Parlando di investimenti, l’aumento a prezzi costanti in moneta del 2013 è pari a un irrisorio 0,3%. Ancora una volta, è il manifatturiero delle società più grandi e del made in Italy a trainare i dati, mentre il terziario ha ridotto gli investimenti del 4,6% rispetto al 2021.

Tuttavia, il valore aggiunto è aumentato del 7,7% ed è migliorato anche il ritorno sugli investimenti e sul capitale. Ma qualche buon risultato non cancella quel che anche Mediobanca dice tra le righe, cioè che i ricavi e la stabilità finanziaria che sta facendo reggere le aziende viene dal ladrocinio sui salari.

Questo è l’atteggiamento dei “prenditori” italiani: rischio d’impresa neanche a parlarne, sussidi a pioggia, rara innovazione e sfruttamento intensivo. Nel documento si legge che l’incidenza del costo del lavoro è passata dal 18,2% dei fatturati nel 1980 all’8,4% di oggi.

La forza lavoro è aumentata di poco e niente (1,7%) e il costo medio unitario del personale del 2% su base annua. Ma il potere d’acquisto è crollato del 22%; i lavoratori hanno insomma perso poco meno di un quarto del proprio salario.

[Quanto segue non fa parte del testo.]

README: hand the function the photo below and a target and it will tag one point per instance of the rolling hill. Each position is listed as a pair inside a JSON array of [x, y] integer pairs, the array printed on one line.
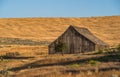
[[48, 29]]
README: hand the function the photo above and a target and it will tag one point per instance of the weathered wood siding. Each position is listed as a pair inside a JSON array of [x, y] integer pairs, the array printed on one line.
[[75, 42]]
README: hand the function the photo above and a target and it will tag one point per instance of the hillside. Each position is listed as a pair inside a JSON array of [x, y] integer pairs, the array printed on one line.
[[48, 29]]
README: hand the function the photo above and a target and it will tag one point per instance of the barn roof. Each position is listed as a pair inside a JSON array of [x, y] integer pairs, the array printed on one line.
[[86, 33]]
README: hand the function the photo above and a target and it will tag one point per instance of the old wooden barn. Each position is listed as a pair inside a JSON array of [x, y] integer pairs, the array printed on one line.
[[77, 40]]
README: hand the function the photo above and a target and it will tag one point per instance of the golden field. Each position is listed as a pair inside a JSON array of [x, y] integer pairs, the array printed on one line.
[[33, 60], [48, 29]]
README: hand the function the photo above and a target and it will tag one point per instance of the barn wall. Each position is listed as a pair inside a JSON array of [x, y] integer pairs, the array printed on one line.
[[75, 42]]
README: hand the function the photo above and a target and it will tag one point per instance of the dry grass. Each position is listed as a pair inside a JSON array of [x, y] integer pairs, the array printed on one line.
[[48, 29]]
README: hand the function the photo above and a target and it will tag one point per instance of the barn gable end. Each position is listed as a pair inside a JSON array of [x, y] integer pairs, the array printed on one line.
[[78, 40]]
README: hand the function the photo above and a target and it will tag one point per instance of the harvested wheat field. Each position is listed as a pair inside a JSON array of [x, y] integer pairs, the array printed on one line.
[[48, 29], [24, 48]]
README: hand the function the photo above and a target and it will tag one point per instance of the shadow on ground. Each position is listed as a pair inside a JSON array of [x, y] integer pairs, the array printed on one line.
[[47, 62]]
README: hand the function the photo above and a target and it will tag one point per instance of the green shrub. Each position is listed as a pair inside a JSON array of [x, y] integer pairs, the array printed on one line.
[[99, 51], [92, 62], [118, 48]]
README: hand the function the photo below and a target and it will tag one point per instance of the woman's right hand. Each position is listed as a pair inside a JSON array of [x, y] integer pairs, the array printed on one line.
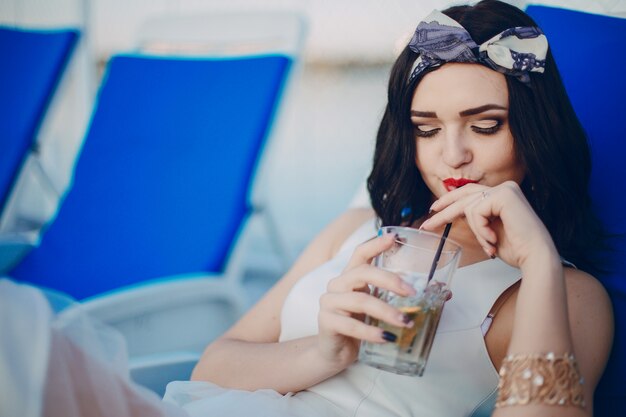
[[347, 301]]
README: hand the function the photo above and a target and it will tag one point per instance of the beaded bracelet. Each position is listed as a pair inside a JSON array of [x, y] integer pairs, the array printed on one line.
[[540, 379]]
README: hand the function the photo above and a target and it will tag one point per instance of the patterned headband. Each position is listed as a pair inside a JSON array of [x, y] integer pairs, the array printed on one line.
[[516, 51]]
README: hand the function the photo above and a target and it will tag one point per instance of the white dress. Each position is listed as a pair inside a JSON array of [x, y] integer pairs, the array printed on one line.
[[459, 379]]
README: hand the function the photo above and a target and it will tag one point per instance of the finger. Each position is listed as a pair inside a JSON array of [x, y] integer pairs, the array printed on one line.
[[363, 275], [456, 195], [348, 326], [365, 252], [480, 225], [359, 304]]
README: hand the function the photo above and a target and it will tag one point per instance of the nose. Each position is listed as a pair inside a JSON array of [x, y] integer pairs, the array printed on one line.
[[456, 151]]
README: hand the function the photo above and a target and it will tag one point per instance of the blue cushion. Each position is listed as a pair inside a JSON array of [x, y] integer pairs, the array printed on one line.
[[32, 64], [589, 51], [161, 186]]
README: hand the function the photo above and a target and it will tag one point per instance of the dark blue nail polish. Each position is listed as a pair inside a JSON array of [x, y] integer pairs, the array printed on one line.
[[390, 337]]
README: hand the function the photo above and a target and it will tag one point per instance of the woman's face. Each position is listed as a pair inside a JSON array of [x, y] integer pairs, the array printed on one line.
[[462, 134]]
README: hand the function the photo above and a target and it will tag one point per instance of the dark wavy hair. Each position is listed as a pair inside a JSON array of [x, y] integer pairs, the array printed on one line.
[[548, 139]]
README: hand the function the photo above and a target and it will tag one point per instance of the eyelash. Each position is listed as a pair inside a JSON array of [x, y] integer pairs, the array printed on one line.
[[480, 130]]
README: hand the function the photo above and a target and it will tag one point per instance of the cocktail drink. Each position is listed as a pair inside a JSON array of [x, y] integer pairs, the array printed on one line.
[[411, 258]]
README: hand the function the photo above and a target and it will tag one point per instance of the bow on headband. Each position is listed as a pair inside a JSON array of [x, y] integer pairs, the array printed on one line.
[[516, 51]]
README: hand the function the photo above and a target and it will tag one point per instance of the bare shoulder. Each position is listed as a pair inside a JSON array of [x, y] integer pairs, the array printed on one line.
[[586, 293], [262, 322], [591, 322]]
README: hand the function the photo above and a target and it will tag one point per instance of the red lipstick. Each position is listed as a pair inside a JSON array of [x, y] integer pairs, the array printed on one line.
[[454, 183]]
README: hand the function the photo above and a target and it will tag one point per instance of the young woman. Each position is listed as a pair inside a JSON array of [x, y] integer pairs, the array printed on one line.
[[478, 132]]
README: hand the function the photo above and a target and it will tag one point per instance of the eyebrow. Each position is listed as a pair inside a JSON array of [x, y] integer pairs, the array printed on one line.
[[468, 112], [481, 109]]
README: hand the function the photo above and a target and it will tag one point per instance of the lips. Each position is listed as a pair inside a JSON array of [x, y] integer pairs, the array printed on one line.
[[454, 183]]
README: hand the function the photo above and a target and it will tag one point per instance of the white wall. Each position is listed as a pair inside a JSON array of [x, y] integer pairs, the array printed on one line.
[[323, 144]]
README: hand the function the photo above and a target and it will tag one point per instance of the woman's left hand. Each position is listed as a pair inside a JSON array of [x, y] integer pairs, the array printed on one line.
[[501, 218]]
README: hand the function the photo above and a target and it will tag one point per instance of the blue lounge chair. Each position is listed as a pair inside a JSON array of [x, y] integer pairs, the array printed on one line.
[[33, 62], [149, 228], [588, 49]]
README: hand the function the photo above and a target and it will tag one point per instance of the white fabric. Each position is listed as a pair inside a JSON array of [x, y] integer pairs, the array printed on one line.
[[56, 361], [459, 376]]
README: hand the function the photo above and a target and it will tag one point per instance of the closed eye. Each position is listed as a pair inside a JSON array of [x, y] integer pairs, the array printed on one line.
[[487, 127], [426, 131]]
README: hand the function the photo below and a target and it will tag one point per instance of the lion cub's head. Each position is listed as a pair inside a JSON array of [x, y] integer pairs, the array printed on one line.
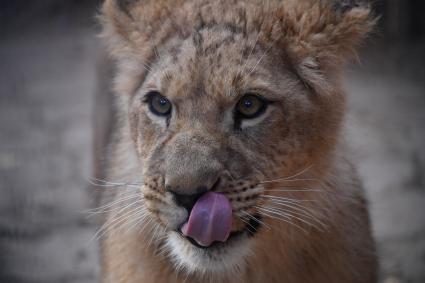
[[225, 102]]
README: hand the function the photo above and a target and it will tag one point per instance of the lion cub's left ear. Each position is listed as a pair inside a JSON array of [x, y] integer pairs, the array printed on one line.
[[321, 38]]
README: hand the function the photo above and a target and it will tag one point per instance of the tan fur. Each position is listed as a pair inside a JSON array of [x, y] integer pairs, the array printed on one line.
[[203, 55]]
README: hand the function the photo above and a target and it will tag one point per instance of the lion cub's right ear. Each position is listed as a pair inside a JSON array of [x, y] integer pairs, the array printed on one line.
[[131, 26]]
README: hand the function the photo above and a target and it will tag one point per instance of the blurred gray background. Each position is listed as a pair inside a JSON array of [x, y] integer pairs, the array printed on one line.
[[48, 52]]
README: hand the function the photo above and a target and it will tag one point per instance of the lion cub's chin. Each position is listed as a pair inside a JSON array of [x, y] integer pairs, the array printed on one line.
[[220, 258]]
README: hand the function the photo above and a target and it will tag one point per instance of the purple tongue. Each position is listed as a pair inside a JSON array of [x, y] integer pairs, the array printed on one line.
[[210, 219]]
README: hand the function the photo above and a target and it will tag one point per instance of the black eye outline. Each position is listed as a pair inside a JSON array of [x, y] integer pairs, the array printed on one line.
[[154, 96], [264, 104]]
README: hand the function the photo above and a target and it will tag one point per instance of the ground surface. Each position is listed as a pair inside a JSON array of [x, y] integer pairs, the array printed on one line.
[[47, 84]]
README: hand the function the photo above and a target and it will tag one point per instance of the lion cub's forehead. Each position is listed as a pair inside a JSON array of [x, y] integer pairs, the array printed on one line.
[[215, 62]]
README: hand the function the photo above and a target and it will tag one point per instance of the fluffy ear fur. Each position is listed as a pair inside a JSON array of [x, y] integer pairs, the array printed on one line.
[[320, 36], [136, 26]]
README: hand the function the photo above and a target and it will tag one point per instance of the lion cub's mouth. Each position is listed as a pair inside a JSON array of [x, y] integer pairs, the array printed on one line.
[[210, 222], [250, 229]]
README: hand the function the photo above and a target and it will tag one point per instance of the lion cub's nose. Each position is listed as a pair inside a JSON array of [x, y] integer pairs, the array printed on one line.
[[187, 200]]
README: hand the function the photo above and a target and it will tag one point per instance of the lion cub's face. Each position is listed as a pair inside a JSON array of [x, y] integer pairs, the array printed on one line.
[[221, 111]]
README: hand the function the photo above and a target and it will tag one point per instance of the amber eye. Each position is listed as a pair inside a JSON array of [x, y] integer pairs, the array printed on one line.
[[158, 104], [250, 106]]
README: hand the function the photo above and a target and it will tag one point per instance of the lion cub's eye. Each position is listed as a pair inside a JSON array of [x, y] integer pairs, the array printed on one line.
[[158, 104], [250, 106]]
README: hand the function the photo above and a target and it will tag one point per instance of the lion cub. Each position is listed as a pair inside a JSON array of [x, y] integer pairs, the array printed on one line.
[[225, 148]]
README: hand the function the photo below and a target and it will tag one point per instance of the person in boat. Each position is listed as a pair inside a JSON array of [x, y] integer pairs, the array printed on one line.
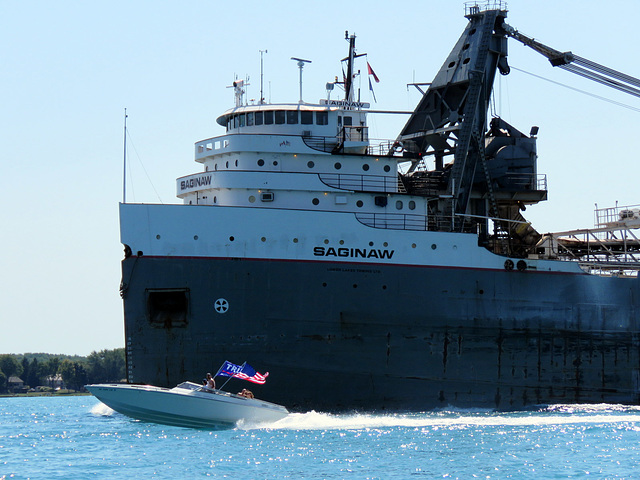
[[210, 382], [246, 393]]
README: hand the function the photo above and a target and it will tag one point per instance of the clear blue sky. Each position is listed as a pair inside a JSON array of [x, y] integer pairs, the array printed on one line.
[[69, 69]]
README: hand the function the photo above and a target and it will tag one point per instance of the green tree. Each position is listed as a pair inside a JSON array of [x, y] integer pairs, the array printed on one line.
[[50, 369], [10, 365], [106, 366], [73, 374], [33, 378], [25, 371]]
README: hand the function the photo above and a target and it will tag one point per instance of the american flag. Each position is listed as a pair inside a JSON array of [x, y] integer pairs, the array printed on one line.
[[243, 372]]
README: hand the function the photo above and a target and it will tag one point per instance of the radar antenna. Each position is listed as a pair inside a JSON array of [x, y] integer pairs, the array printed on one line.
[[301, 63]]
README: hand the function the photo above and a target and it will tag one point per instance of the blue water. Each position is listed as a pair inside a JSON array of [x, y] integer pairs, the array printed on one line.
[[78, 437]]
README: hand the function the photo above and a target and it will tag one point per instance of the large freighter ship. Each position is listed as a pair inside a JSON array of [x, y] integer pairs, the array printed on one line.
[[372, 274]]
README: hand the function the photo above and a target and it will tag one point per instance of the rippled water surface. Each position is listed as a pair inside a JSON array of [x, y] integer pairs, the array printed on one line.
[[78, 437]]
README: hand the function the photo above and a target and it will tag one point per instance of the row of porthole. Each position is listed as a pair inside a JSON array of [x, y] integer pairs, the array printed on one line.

Sentiamo da mesi demonizzare qualsiasi aumento salariale, con la paura che ci sia una “rincorsa sui prezzi“. Eppure, da mesi i prezzi aumentano e a subirne il contraccolpo sono solo i settori popolari, da cui la ricchezza è drenata per garantire profitti e dividendi.

L’idea che un indirizzo del genere, con la continua compressione dei salari e la loro svalutazione con l’inflazione, possa reggere all’infinito si scontra con il fallimento del modello export-oriented della UE, di matrice tedesca.

Le filiere continentali e il PIL soffrono, ma la domanda interna continua a essere mortificata, sperando di recuperare sulle tasche dei lavoratori. Ma proprio questo “recupero” ad un certo punto diventa impossibile, visto che viene a mancare l’unica “clientela” possibile, quella interna.

Il salario minimo a 10 euro, indicizzato al costo della vita, avrebbe l’effetto di far respirare chi è sottopagato e di fissare una soglia da cui rilanciare la lotta sul piano economico. Ma rappresenterebbe anche un elemento programmatico su cui costruire una visione politica alternativa a chi continua imperterrito sulla strada della crisi e ce ne fa pagare il conto.